GET THE GROUP INVOLVED Family, friends, kids, grandparents, dogs: Everyone can be involved with trash pickup! We encourage everyone to do a once-around at their camp each morning. Think of it as a morning ritual that you just can’t go without. Take your coffee with you if that makes it easier. Or, better yet, this is a great activity to perform while your coffee is brewing. Before you leave camp, make sure you do a complete check for all the trash around your camp.

WHY IS THIS SO IMPORTANT? Here’s some more insight and incentive for you: Back in the late ’90s and early 2000s, the anti-­access groups and organizations that successfully got the Glamis closures instated took photos of the mass amounts of trash left in the dunes and used this data against all duners. Their efforts to get the dunes closed down, at least pieces of them, worked. Duners were left with small areas to ride.

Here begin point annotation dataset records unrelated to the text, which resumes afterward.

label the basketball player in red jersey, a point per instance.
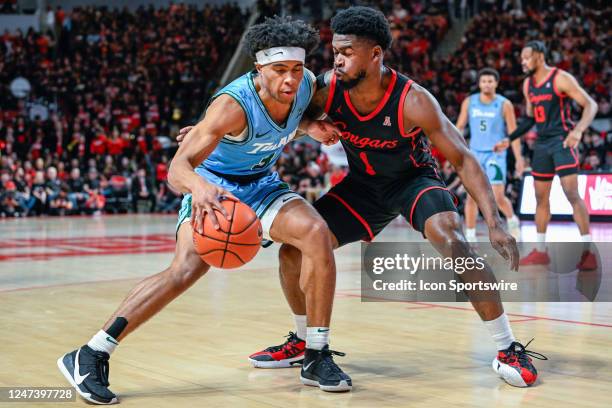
(547, 92)
(386, 120)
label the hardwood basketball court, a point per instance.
(62, 277)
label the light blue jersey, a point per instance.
(242, 164)
(260, 145)
(487, 128)
(487, 124)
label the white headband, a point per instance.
(276, 54)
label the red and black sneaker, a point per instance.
(535, 257)
(286, 355)
(588, 261)
(514, 365)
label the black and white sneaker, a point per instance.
(320, 370)
(87, 371)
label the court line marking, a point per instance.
(466, 309)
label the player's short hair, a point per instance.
(537, 46)
(364, 22)
(280, 31)
(489, 71)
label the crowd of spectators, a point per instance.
(576, 32)
(108, 89)
(111, 87)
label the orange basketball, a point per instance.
(235, 243)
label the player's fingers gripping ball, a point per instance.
(235, 243)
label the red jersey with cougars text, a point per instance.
(551, 108)
(377, 145)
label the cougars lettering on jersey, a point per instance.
(551, 110)
(376, 145)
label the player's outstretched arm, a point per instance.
(463, 115)
(422, 110)
(566, 84)
(528, 122)
(224, 116)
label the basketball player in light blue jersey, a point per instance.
(230, 153)
(491, 118)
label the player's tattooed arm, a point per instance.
(313, 122)
(316, 109)
(529, 121)
(422, 110)
(463, 115)
(224, 116)
(566, 84)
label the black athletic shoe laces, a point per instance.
(291, 339)
(522, 353)
(327, 360)
(102, 368)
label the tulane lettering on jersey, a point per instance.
(259, 146)
(487, 124)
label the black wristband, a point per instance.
(522, 128)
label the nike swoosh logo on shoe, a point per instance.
(78, 378)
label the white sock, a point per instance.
(102, 341)
(500, 331)
(541, 241)
(300, 326)
(586, 241)
(317, 337)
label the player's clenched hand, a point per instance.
(573, 139)
(501, 145)
(505, 244)
(182, 133)
(323, 131)
(206, 198)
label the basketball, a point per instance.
(235, 243)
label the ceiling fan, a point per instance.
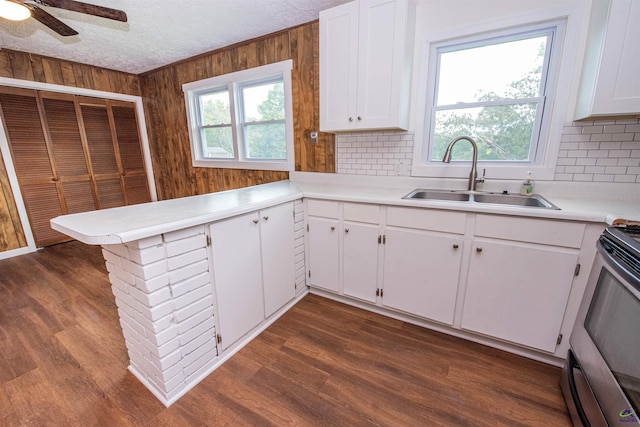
(23, 9)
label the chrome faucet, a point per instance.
(473, 176)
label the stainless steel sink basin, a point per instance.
(457, 196)
(533, 201)
(516, 200)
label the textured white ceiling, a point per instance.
(159, 32)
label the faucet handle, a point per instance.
(484, 171)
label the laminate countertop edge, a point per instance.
(135, 222)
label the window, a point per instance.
(243, 119)
(496, 88)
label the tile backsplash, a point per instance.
(590, 151)
(600, 151)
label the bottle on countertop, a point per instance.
(526, 188)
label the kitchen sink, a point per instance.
(516, 200)
(458, 196)
(533, 201)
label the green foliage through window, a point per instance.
(492, 91)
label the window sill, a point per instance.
(274, 165)
(492, 171)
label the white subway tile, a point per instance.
(624, 178)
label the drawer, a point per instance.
(323, 208)
(547, 232)
(427, 219)
(362, 213)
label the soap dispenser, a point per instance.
(526, 188)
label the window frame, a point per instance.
(558, 75)
(233, 83)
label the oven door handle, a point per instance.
(607, 250)
(573, 363)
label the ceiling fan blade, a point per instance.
(86, 8)
(54, 23)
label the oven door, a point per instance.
(606, 341)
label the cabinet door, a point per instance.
(618, 87)
(521, 300)
(235, 247)
(382, 44)
(360, 260)
(421, 273)
(338, 67)
(278, 257)
(324, 255)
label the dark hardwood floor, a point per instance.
(63, 362)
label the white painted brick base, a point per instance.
(164, 296)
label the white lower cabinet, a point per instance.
(518, 293)
(278, 256)
(324, 254)
(421, 272)
(504, 277)
(360, 260)
(253, 268)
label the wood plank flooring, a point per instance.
(63, 362)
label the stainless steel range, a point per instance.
(601, 377)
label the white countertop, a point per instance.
(135, 222)
(574, 209)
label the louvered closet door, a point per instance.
(69, 156)
(72, 154)
(135, 183)
(32, 161)
(102, 150)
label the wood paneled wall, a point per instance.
(25, 66)
(167, 120)
(166, 116)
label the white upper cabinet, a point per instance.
(366, 50)
(610, 85)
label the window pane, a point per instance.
(217, 143)
(214, 108)
(263, 102)
(485, 74)
(265, 141)
(502, 132)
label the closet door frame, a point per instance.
(8, 159)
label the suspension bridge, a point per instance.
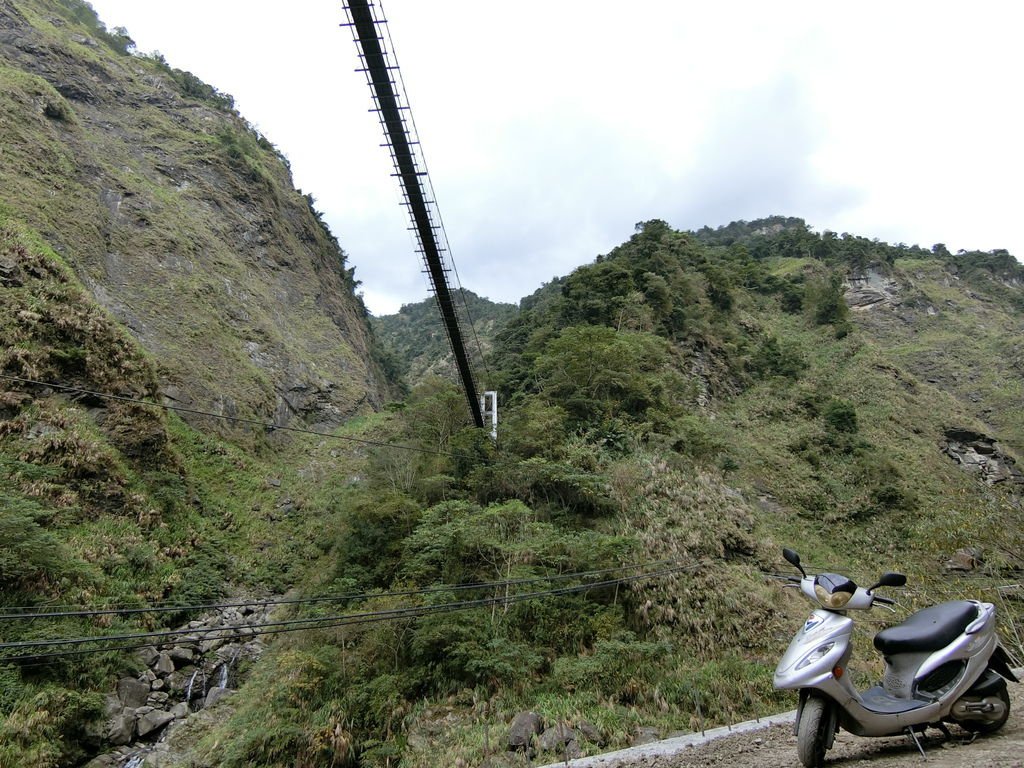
(391, 104)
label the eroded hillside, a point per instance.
(181, 220)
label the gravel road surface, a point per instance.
(775, 747)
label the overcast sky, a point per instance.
(550, 129)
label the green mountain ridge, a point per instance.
(182, 221)
(678, 410)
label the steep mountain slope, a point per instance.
(181, 220)
(698, 399)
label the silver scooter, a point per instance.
(943, 664)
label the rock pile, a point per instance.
(979, 454)
(871, 288)
(194, 672)
(527, 734)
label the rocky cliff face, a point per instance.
(181, 220)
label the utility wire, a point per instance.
(258, 603)
(235, 630)
(343, 620)
(236, 419)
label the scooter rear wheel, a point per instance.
(816, 730)
(990, 726)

To get these closures lifted, ­organizations like the American Sand Association (ASA) put your money to work in the courts. After almost two decades of litigation, the closures in Glamis were lifted, and 40,000-plus acres were rightfully restored to recreation users like you and me. It took the ASA and other organizations countless hours to facilitate these efforts, and they were all funded by your donations. The need for your donations to groups like the ASA is still essential, so you are encouraged to do your part and become a supporting member for $25 a year. Or you can spend a bit of money on a raffle ticket to win some pretty cool giveaway ­vehicles every year.

Keep it clean - Do your part!

CONCLUSION Having a clean riding area on our hands will not only help keep them open for many ­generations to come, but it will also put a smile on everyone’s faces when they pull up to the hill and know that the area is clean and clear of clutter. Please do your part, and feel free to pass the word on social media so we can make sure everyone is making it happen.